The choice to start anew is just that, a choice. This past year has reminded me of 4 things:

1: We have to deal with the hand we have been dealt. I often share the story from my childhood. My uncle use to play the card game called “Old Maids” with me. There was a particular time when I did not like the hand I was dealt. I tried to get some new cards, but he would not permit it. He reminded me that I must play the hand I have been dealt because life is not going to deal me a new hand just because I don’t like my circumstances. This childhood lesson has taken me through some undesirable circumstances. 2020 was one of them!

2: As new knowledge becomes available, utilize that knowledge to make the necessary changes so that you can move forward in a productive manner. Remember back when we were first told we had to wear masks? They sold out of the stores very quickly so many of us were left to improvise. Some of us were quite creative. My creative niece made a mask that looked like an N-95 mask out of an old bra. I hope she’s not reading this. LoL.

My daughters bought me a sewing machine years ago. I sewed quite a bit when I was younger but had never used this particular machine. You know! Yes, I pulled it out and began sewing masks. Now they weren’t the most fashionable, but they were functional and served the purpose. Let’s not even talk about the toilet paper! As a world traveler, I have learned that people do things differently around the world and are able to go about their daily lives just fine. I had to chuckle a bit one day when I read an article written by a woman in her 40” s. She was partly embarrassed and partly intrigued by the discovery of bidets. It’s an eye opener that there are other ways to “handle your business” in a very sanitary fashion without the use of the coveted toilet tissue of choice. Which brings me to another point I wish to make. Everyone should experience life outside of their comfort zone. So many stereotypes, perceptions, fears, and myths could be eliminated. This world would be a more loving and understanding place if we could all open our eyes to other ways of life. That’s a conversation for another day.

3: Don’t take ANYTHING for granted. I think we have learned the hard way that we must not take our lives and our way of life for granted. I have an even greater appreciation for so many things.
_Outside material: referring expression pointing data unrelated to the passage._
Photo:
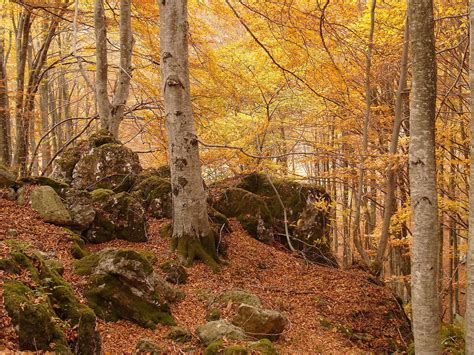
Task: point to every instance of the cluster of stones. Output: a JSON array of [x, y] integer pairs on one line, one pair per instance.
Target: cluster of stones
[[100, 192]]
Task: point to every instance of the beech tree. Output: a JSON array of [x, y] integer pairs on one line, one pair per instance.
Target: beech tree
[[192, 234], [469, 317], [5, 135], [111, 113], [422, 170]]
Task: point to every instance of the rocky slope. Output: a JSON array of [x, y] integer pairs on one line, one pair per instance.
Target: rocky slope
[[327, 309]]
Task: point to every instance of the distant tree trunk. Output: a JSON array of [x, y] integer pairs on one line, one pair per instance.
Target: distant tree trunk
[[422, 165], [22, 39], [389, 200], [125, 72], [469, 317], [192, 235], [101, 68], [5, 134], [44, 112], [111, 114], [365, 142]]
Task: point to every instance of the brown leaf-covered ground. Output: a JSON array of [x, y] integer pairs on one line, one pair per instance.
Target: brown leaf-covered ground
[[329, 310]]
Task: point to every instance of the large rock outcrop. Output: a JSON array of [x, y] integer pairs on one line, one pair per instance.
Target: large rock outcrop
[[122, 285], [219, 329], [41, 304], [7, 178], [155, 193], [260, 323], [99, 162], [49, 205], [117, 216], [252, 199]]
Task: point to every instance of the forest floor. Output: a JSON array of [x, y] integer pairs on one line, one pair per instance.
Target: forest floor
[[329, 310]]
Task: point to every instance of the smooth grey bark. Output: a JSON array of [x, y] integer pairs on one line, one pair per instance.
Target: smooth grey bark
[[26, 98], [44, 112], [389, 199], [422, 169], [22, 39], [469, 317], [192, 235], [111, 113], [365, 142], [5, 133]]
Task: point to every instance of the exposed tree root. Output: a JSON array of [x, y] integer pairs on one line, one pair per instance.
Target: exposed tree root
[[190, 248]]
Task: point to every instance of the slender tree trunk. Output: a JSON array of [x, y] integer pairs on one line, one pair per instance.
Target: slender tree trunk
[[101, 71], [470, 252], [389, 200], [111, 114], [44, 108], [5, 134], [365, 142], [22, 38], [192, 235], [422, 165], [125, 72]]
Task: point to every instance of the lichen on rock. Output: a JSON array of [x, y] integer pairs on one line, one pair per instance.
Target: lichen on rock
[[49, 205], [118, 216], [122, 285], [36, 308]]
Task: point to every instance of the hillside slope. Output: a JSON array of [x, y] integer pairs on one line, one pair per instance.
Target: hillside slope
[[329, 310]]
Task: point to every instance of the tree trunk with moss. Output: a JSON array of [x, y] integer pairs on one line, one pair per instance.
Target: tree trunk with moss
[[469, 316], [192, 234], [423, 191]]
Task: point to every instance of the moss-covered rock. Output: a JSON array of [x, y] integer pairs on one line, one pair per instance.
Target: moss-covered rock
[[109, 166], [166, 230], [252, 199], [55, 265], [59, 186], [64, 165], [147, 346], [236, 350], [102, 137], [250, 209], [260, 323], [179, 334], [101, 195], [7, 178], [214, 348], [213, 314], [122, 285], [216, 330], [33, 316], [99, 162], [264, 347], [37, 310], [79, 204], [118, 216], [155, 192], [175, 272], [78, 247], [238, 297], [49, 206]]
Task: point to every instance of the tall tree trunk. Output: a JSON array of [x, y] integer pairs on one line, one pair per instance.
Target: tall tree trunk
[[111, 114], [389, 199], [22, 39], [470, 252], [125, 71], [44, 112], [101, 68], [192, 235], [5, 134], [365, 142], [422, 166]]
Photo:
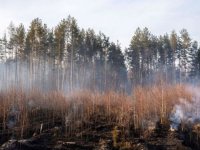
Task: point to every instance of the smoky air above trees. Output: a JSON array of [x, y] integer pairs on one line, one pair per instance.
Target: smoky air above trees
[[68, 57]]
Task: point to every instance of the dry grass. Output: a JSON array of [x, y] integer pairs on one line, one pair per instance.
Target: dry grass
[[85, 111]]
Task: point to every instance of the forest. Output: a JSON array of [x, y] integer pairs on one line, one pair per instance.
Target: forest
[[72, 88]]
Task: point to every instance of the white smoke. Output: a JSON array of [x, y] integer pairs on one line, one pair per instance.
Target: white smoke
[[186, 112]]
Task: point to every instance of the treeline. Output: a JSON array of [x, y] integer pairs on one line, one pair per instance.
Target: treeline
[[175, 57], [67, 57]]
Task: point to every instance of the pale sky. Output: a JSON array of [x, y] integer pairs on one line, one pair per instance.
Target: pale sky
[[118, 19]]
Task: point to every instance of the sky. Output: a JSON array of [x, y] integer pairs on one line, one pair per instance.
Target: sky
[[118, 19]]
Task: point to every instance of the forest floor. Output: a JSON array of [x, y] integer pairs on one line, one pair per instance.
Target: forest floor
[[160, 138]]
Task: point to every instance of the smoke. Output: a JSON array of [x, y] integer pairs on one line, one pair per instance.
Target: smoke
[[186, 112]]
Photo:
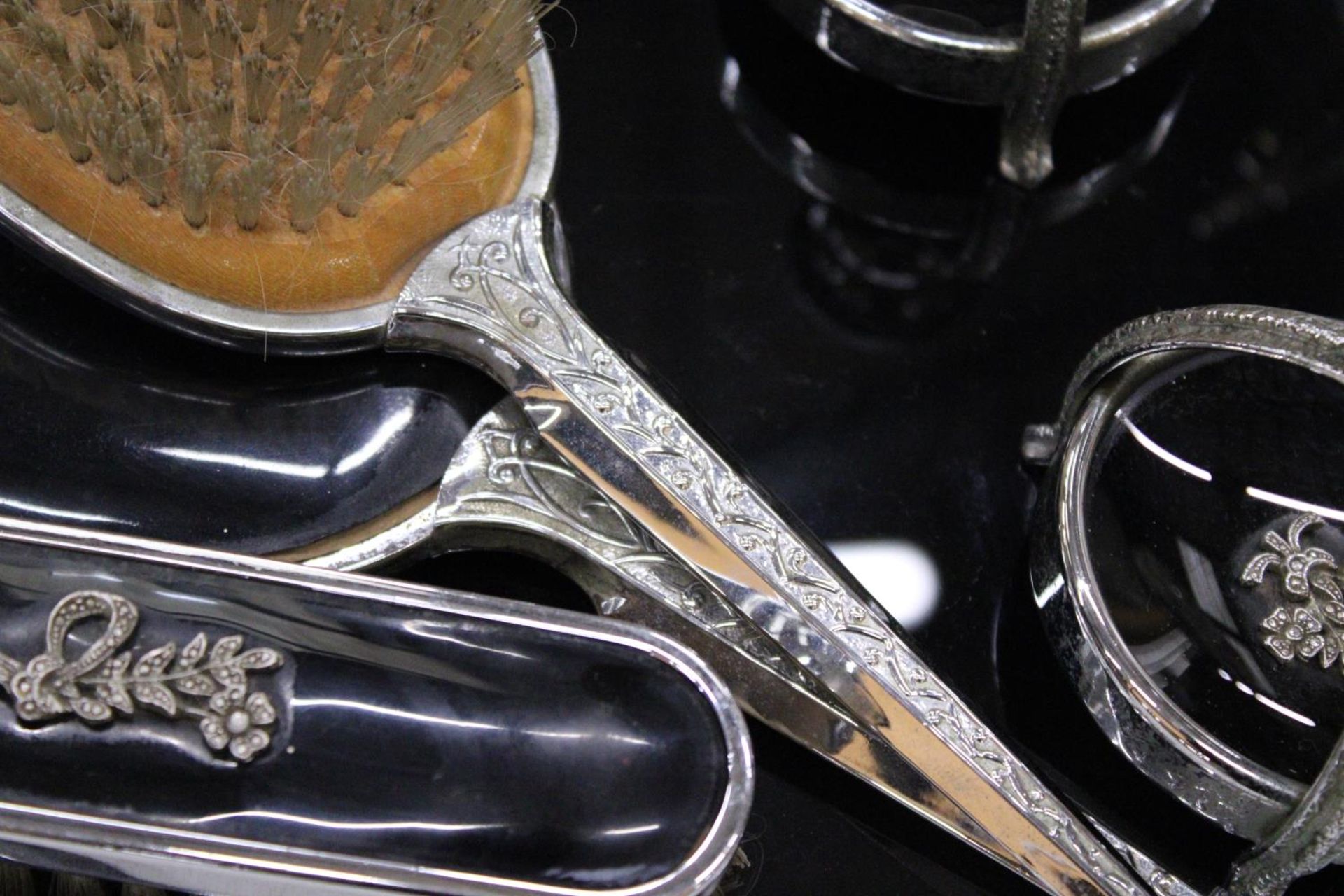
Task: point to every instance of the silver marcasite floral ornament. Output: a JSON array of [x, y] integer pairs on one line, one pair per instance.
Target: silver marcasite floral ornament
[[1310, 625], [197, 681]]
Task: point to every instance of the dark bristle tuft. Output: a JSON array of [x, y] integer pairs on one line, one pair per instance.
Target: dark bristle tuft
[[286, 106]]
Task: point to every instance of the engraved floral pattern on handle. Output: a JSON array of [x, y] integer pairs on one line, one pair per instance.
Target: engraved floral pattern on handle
[[493, 279], [197, 681]]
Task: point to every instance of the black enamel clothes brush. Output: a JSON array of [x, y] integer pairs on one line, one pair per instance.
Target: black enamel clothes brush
[[258, 172]]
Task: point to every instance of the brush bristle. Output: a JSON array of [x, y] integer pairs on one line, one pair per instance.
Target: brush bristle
[[270, 106]]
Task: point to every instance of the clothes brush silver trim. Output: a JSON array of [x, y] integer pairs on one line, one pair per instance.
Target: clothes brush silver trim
[[195, 862]]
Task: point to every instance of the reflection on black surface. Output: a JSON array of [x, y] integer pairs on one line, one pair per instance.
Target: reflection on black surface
[[899, 575], [403, 734], [1187, 485], [146, 433]]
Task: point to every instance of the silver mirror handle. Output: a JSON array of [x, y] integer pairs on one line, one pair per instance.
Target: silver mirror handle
[[488, 295]]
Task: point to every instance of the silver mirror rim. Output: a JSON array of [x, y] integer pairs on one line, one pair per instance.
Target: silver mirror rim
[[1136, 715]]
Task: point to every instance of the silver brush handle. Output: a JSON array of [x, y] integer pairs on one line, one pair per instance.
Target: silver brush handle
[[491, 293]]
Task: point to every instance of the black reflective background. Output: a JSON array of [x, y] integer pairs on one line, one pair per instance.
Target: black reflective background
[[874, 377]]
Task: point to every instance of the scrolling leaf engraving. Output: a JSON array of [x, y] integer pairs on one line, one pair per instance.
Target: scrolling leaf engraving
[[197, 681], [498, 286]]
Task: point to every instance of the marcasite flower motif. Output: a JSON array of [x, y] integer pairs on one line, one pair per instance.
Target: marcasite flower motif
[[1298, 633], [106, 682], [1315, 628], [1300, 567], [237, 723]]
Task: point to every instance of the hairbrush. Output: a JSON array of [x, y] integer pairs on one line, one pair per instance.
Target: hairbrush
[[214, 723], [491, 292]]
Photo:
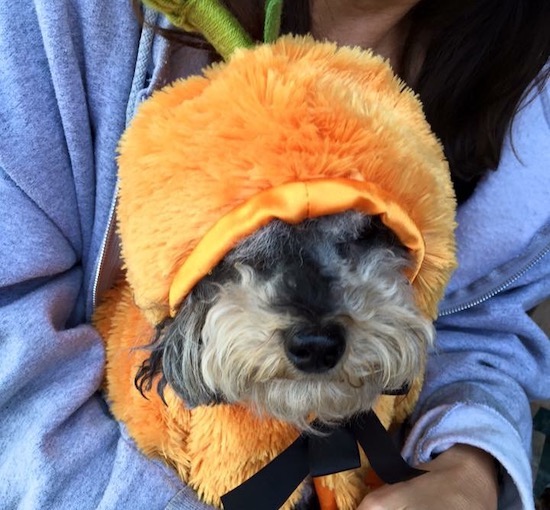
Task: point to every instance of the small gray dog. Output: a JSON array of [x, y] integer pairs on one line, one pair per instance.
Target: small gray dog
[[314, 319]]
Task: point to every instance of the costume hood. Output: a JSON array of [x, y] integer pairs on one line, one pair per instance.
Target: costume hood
[[292, 130]]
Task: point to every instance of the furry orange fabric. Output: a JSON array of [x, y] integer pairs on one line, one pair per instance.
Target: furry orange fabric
[[292, 130], [294, 111]]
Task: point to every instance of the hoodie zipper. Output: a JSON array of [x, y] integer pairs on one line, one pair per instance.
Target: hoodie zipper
[[500, 288], [109, 254]]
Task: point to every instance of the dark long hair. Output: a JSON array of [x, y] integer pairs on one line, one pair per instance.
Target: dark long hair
[[481, 58]]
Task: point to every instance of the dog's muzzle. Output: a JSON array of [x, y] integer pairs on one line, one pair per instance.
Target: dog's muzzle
[[315, 352]]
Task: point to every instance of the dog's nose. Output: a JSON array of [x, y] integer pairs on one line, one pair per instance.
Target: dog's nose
[[315, 353]]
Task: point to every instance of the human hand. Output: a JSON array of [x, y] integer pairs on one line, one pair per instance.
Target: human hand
[[462, 478]]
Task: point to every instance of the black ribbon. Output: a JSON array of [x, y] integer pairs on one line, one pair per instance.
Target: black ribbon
[[333, 451]]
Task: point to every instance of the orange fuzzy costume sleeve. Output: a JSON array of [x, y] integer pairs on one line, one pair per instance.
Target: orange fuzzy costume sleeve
[[292, 130]]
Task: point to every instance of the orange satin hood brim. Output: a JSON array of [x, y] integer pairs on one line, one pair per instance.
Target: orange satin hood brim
[[293, 203]]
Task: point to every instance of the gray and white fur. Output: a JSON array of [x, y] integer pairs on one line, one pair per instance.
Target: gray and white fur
[[314, 319]]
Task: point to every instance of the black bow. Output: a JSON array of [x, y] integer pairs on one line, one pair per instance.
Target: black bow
[[333, 451]]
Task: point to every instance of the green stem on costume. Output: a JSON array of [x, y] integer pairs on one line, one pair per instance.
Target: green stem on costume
[[272, 23], [208, 17]]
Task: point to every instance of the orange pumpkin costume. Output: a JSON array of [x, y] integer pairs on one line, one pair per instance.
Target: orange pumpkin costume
[[291, 130]]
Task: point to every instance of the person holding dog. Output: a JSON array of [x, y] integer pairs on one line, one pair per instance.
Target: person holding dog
[[71, 79]]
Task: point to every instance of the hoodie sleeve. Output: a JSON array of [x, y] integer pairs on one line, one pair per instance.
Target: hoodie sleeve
[[65, 74]]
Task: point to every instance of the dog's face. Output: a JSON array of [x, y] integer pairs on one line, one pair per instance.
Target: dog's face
[[315, 319]]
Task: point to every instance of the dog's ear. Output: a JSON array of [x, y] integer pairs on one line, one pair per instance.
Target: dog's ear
[[176, 352]]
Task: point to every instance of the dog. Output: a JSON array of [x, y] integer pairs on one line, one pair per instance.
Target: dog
[[298, 321]]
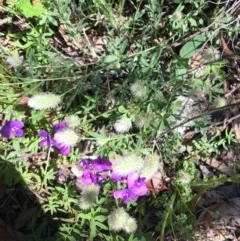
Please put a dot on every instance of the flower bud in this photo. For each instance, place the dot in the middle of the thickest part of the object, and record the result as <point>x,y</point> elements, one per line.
<point>117,219</point>
<point>123,125</point>
<point>130,226</point>
<point>88,196</point>
<point>151,166</point>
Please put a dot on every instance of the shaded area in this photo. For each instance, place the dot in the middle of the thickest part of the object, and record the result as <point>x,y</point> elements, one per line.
<point>21,217</point>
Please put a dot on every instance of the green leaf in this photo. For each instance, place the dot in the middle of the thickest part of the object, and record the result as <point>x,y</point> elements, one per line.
<point>29,10</point>
<point>191,47</point>
<point>110,58</point>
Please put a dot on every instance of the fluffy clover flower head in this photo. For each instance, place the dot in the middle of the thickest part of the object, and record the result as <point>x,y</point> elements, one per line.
<point>44,101</point>
<point>117,219</point>
<point>66,137</point>
<point>88,196</point>
<point>72,121</point>
<point>136,187</point>
<point>63,139</point>
<point>12,128</point>
<point>136,184</point>
<point>151,166</point>
<point>128,163</point>
<point>125,194</point>
<point>101,164</point>
<point>138,90</point>
<point>124,124</point>
<point>77,170</point>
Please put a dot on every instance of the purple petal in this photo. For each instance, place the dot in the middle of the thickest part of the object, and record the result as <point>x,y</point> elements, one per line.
<point>18,124</point>
<point>136,184</point>
<point>125,194</point>
<point>100,178</point>
<point>132,177</point>
<point>63,149</point>
<point>140,190</point>
<point>47,140</point>
<point>101,164</point>
<point>116,177</point>
<point>59,126</point>
<point>43,133</point>
<point>84,163</point>
<point>12,128</point>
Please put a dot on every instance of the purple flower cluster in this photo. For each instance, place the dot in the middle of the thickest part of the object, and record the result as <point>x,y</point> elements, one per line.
<point>95,171</point>
<point>12,128</point>
<point>48,140</point>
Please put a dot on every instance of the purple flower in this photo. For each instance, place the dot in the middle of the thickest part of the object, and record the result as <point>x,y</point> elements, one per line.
<point>136,184</point>
<point>47,140</point>
<point>59,126</point>
<point>88,177</point>
<point>84,163</point>
<point>116,177</point>
<point>125,194</point>
<point>101,164</point>
<point>100,178</point>
<point>12,128</point>
<point>63,149</point>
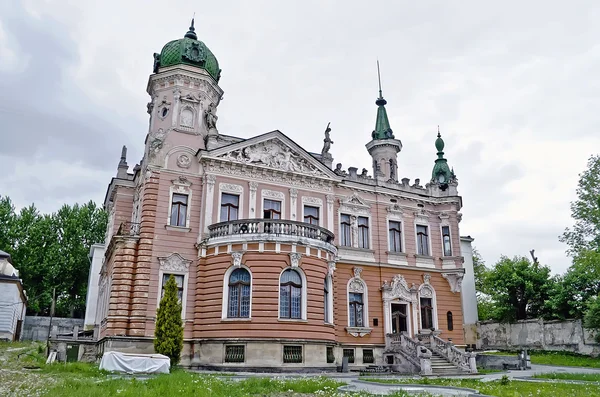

I have not been able to see my grandchildren in over a year. As I reflect, I have to ask myself, prior to the pandemic, what was so important, that I couldn’t visit them more frequently? Work, commitments, etc. Those things now seem so trivial. A different perspective as a result of this past years’ experience.

4: We are living through Jeremiah 29:1-10. I know, you may be saying to yourself, “huh?” We always quote Jeremiah 29:11 “For I know the plans I have for you, declares the Lord, plans to give you hope and a future “(NIV). Many of us may have been asking repeatedly, this past year, “Lord! I am losing hope! I don’t see my future!” However, we often do not reflect on verses 1-10. The people were in captivity and were going to be there for a while. There were instructed to “prosper” in the midst of captivity so that they could be in position to receive what God had in store for them when they arrived on the threshold of verse 11. We must continue to live, thrive, and grow, even in the midst of a pandemic. This is not the world’s first pandemic; it will not be the last. I was reading an article about a couple who had been married for 83 years. They were 103 years old (husband) and 100 years old (wife). They expressed the fact that they have lived through pandemics, wars, the Great Depression, and more. We can do this! This is the dawn of a new year! We have come through the storm! We have the opportunity to take what we have learned, gained, lost, and seen, and start a new year with hope. I know we hear that all the time. We get excited and then we find ourselves in more of the same. This year needs to be different. We have come through a year like never before. Celebrate the victory and embrace the journey moving forward. What will you accomplish in 2021?